The Judge concluded that “there is no reason to doubt that the legislature, in enacting the present s. 280 of the Insurance Act, intended to deprive a claimant of resort to the court at first instance whenever the claim is based on denial of accident benefits, no matter how the denial is characterized in legal terms.”
As such, the statement of claim was struck and it was held that the LAT had exclusive jurisdiction to decide the claim at first instance.
This decision was appealed to the Court of Appeal and the appeal was dismissed. In its decision released July 19, 2019 (2019 ONCA 615), the Court of Appeal agreed with the Judge’s reasoning and stated:
 Neither the legal characterization of the cause of action asserted against the insurer nor the relief claimed determines whether a claim falls within the scope of the dispute resolution provisions. If the dispute relates to the insurer’s compliance with obligations to the insured concerning SABs, the timeliness of performance of those obligations and/or the manner in which they were administered, it falls within the broad reach of the dispute resolution provisions, and within the jurisdiction of the LAT. The prohibition on court proceedings will apply.  In this case, these conclusions apply to bar Ms.

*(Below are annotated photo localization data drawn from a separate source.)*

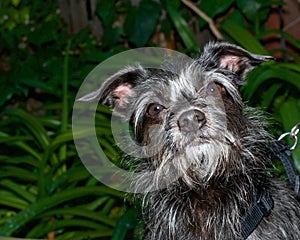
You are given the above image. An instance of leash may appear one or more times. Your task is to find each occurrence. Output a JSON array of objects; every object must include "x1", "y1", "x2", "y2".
[
  {"x1": 275, "y1": 122, "x2": 300, "y2": 196},
  {"x1": 241, "y1": 122, "x2": 300, "y2": 239}
]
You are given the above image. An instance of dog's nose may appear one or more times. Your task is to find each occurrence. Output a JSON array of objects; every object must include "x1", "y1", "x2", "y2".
[{"x1": 177, "y1": 109, "x2": 206, "y2": 133}]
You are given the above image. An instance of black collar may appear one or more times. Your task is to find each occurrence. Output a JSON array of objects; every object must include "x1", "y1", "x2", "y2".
[{"x1": 241, "y1": 189, "x2": 274, "y2": 239}]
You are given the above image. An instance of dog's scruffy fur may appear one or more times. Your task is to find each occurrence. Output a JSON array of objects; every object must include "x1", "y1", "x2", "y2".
[{"x1": 79, "y1": 42, "x2": 300, "y2": 239}]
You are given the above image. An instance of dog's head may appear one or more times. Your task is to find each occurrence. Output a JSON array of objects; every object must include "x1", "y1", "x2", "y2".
[{"x1": 78, "y1": 42, "x2": 273, "y2": 190}]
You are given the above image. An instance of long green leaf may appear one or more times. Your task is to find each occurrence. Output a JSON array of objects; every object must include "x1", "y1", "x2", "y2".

Stegenga’s action.
The Court of Appeal has therefore confirmed that there can be no stand-alone court action seeking bad faith damages arising from the handling of an accident benefits claim.
The LAT lacks jurisdiction to award consequential or punitive damages. However, if it finds that an insurer has unreasonably withheld or delayed the payment of benefits, the LAT can make a special award equivalent to a maximum of 50% of the benefits to which the insured is entitled at the time of the award, plus interest at a higher rate (2% per month, compounded monthly).